Google's Content Safety API is a developers' toolkit that uses deep neural networks to process images in such a way that fewer people need to be exposed to them. The technique can help reviewers identify 700 percent more child abuse content, Google said.

"Quick identification of new images means that children who are being sexually abused today are much more likely to be identified and protected from further abuse," engineering lead Nikola Todorovic and product manager Abhi Chaudhuri wrote in a company blog post Monday. "We're making this available for free to NGOs and industry partners via our Content Safety API, a toolkit to increase the capacity to review content in a way that requires fewer people to be exposed to it."

The use of AI is spreading like wildfire across the tech industry for everything from speech recognition to spam filtering. The term generally refers to technology called machine learning or neural networks that's loosely modeled on the human brain.

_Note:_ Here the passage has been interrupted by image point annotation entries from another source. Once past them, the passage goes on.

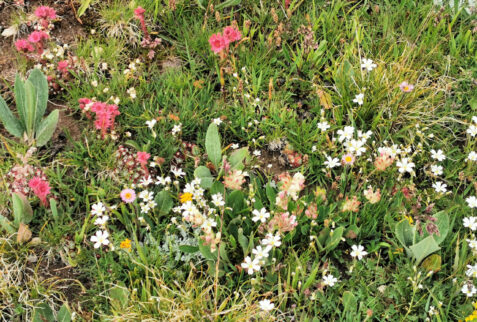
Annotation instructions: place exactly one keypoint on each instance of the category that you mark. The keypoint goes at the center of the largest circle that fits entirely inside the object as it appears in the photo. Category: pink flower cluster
(35, 38)
(105, 114)
(41, 188)
(221, 41)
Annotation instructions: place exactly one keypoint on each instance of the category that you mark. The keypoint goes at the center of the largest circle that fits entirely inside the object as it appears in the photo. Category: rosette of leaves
(420, 245)
(31, 97)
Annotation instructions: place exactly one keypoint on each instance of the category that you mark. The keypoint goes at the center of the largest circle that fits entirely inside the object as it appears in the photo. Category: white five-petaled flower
(323, 126)
(471, 223)
(151, 123)
(368, 64)
(329, 280)
(469, 289)
(250, 265)
(260, 215)
(471, 201)
(438, 155)
(101, 238)
(266, 305)
(405, 165)
(439, 187)
(272, 240)
(97, 209)
(358, 251)
(331, 163)
(359, 98)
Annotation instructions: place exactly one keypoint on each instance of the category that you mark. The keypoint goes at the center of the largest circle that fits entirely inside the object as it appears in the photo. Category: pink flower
(23, 45)
(231, 34)
(45, 12)
(406, 87)
(63, 66)
(128, 195)
(41, 189)
(217, 43)
(142, 157)
(37, 36)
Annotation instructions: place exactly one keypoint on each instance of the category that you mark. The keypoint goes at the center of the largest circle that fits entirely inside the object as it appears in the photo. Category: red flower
(217, 43)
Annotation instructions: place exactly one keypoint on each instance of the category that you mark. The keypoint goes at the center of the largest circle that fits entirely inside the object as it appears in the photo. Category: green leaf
(64, 314)
(164, 202)
(11, 123)
(188, 249)
(46, 128)
(206, 179)
(424, 248)
(237, 157)
(38, 79)
(212, 144)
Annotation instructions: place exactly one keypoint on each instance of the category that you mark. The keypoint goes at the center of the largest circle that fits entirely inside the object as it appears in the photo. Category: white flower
(437, 170)
(438, 155)
(469, 289)
(151, 123)
(272, 240)
(405, 165)
(470, 222)
(101, 238)
(439, 187)
(101, 221)
(251, 266)
(358, 251)
(329, 280)
(323, 126)
(471, 201)
(472, 156)
(261, 215)
(346, 133)
(368, 64)
(218, 200)
(97, 209)
(330, 163)
(472, 130)
(471, 271)
(261, 252)
(177, 172)
(359, 98)
(266, 305)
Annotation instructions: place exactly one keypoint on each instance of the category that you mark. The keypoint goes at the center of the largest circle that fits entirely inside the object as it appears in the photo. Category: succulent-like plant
(31, 97)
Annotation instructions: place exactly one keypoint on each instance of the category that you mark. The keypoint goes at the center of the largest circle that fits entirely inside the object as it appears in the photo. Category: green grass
(305, 79)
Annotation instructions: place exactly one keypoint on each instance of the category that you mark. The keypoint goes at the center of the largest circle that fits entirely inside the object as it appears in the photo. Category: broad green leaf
(424, 248)
(206, 179)
(164, 202)
(46, 128)
(212, 144)
(38, 79)
(11, 123)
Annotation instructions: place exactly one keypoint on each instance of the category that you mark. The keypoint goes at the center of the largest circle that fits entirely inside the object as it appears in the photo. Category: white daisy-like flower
(439, 187)
(266, 305)
(438, 155)
(329, 280)
(101, 238)
(260, 215)
(250, 265)
(368, 64)
(358, 251)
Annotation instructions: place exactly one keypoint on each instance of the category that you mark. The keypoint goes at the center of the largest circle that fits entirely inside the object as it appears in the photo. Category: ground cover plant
(238, 160)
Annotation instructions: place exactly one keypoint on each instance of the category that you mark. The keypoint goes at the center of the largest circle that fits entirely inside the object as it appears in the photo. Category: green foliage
(31, 98)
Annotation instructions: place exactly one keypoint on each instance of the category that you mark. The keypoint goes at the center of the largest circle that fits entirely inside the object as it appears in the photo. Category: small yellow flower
(185, 197)
(126, 244)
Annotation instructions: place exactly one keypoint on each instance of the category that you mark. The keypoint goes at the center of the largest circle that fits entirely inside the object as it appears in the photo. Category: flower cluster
(221, 41)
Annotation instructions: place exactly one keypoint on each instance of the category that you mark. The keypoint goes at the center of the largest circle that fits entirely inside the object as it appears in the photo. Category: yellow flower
(125, 244)
(185, 197)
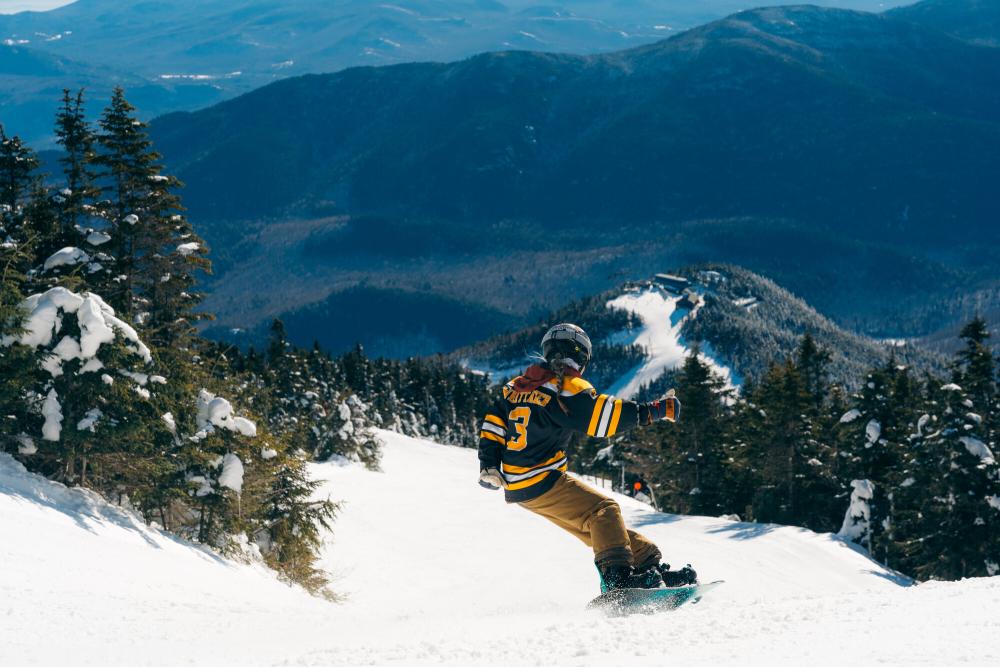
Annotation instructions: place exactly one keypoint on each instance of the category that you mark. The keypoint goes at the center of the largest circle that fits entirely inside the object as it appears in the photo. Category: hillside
(822, 148)
(974, 20)
(187, 54)
(129, 595)
(741, 321)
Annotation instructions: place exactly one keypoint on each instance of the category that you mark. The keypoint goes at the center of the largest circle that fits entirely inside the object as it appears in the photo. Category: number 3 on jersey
(519, 417)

Once you've trained a neural network with real-world data, it can, for example, learn to spot a spam email, transcribe your spoken words into a text message or recognize a cat.

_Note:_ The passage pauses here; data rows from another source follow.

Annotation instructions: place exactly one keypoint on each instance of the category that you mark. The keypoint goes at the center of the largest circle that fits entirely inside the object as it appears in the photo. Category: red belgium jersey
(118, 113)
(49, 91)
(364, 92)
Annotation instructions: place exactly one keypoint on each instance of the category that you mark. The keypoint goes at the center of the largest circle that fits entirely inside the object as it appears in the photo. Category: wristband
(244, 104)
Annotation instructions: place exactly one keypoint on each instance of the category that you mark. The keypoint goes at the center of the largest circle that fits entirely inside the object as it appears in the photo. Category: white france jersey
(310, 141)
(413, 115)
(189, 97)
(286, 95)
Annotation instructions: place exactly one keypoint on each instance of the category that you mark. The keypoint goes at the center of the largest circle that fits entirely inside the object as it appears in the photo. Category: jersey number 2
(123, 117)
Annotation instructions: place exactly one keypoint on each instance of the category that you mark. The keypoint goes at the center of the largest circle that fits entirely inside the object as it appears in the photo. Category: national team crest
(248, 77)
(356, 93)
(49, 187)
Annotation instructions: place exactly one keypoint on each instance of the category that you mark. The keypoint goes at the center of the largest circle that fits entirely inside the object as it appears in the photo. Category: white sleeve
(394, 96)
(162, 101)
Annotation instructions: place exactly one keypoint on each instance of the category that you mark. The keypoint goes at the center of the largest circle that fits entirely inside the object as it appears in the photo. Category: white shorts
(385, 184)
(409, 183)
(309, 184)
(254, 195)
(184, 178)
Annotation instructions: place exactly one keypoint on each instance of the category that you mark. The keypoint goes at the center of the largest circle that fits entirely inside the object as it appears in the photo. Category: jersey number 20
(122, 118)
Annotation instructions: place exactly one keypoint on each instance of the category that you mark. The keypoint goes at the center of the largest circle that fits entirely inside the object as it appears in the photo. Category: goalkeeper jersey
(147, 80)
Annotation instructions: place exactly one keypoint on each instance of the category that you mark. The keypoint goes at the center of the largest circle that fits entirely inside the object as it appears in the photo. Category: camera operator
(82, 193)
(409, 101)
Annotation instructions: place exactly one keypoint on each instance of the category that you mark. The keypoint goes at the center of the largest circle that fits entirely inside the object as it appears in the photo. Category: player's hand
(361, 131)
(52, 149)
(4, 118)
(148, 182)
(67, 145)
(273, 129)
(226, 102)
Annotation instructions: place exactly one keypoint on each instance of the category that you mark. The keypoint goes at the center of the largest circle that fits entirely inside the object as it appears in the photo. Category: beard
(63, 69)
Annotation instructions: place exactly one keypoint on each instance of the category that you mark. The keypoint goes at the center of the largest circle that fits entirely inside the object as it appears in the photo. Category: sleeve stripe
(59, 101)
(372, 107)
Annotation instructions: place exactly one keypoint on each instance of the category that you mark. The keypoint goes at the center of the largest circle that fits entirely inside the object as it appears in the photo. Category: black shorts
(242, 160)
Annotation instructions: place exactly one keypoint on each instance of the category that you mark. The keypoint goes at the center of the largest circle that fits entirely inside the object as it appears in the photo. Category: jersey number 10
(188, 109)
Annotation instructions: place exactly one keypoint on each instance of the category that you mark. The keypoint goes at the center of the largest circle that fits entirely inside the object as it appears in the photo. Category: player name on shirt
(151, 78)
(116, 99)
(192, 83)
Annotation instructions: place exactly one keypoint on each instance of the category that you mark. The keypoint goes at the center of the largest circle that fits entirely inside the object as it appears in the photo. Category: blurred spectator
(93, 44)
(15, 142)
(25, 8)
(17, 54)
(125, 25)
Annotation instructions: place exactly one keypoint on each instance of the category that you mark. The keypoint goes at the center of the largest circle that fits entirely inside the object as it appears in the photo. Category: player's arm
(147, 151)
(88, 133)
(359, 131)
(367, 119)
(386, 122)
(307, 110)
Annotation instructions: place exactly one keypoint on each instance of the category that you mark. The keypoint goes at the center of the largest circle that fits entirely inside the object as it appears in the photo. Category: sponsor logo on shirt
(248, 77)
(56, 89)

Internet Watch Foundation, which aims to minimize the availability of child sex abuse images online, applauded the tool's development, saying it will make the internet safer.

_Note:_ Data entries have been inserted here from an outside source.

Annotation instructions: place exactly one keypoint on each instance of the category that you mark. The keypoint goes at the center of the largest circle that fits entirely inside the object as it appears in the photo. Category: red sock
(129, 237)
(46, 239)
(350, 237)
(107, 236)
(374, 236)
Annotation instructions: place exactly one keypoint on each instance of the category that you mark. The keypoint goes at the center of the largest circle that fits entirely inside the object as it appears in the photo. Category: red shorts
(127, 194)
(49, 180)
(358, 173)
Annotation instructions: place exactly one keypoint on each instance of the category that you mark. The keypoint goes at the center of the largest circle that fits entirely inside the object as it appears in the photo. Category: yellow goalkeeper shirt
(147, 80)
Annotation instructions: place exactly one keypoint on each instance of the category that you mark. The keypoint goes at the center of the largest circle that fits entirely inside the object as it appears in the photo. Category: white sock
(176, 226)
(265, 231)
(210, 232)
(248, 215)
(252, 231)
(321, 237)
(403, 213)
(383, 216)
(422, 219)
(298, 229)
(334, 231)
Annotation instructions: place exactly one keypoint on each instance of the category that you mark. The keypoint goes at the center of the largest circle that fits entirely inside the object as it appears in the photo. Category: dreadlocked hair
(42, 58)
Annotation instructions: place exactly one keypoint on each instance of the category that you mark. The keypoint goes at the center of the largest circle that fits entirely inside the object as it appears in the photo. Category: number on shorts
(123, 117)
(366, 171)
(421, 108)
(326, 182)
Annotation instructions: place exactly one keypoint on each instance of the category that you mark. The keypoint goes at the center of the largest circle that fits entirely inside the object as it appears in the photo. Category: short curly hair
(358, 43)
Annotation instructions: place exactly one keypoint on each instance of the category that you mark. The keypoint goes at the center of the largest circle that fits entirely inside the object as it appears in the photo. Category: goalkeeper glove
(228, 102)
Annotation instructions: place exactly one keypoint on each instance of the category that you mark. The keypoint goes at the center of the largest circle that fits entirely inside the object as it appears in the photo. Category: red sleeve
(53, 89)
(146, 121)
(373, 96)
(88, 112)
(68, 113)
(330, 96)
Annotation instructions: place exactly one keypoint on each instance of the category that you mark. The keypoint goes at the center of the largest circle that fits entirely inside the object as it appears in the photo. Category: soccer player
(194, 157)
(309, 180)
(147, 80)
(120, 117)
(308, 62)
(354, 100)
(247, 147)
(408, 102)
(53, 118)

"We, and in particular our expert analysts, are excited about the development of an artificial intelligence tool which could help our human experts review material to an even greater scale and keep up with offenders, by targeting imagery that hasn't previously been marked as illegal material," Susie Hargreaves, CEO of the UK-based charity, said in a statement. "By sharing this new technology, the identification of images could be speeded up, which in turn could make the internet a safer place for both survivors and users."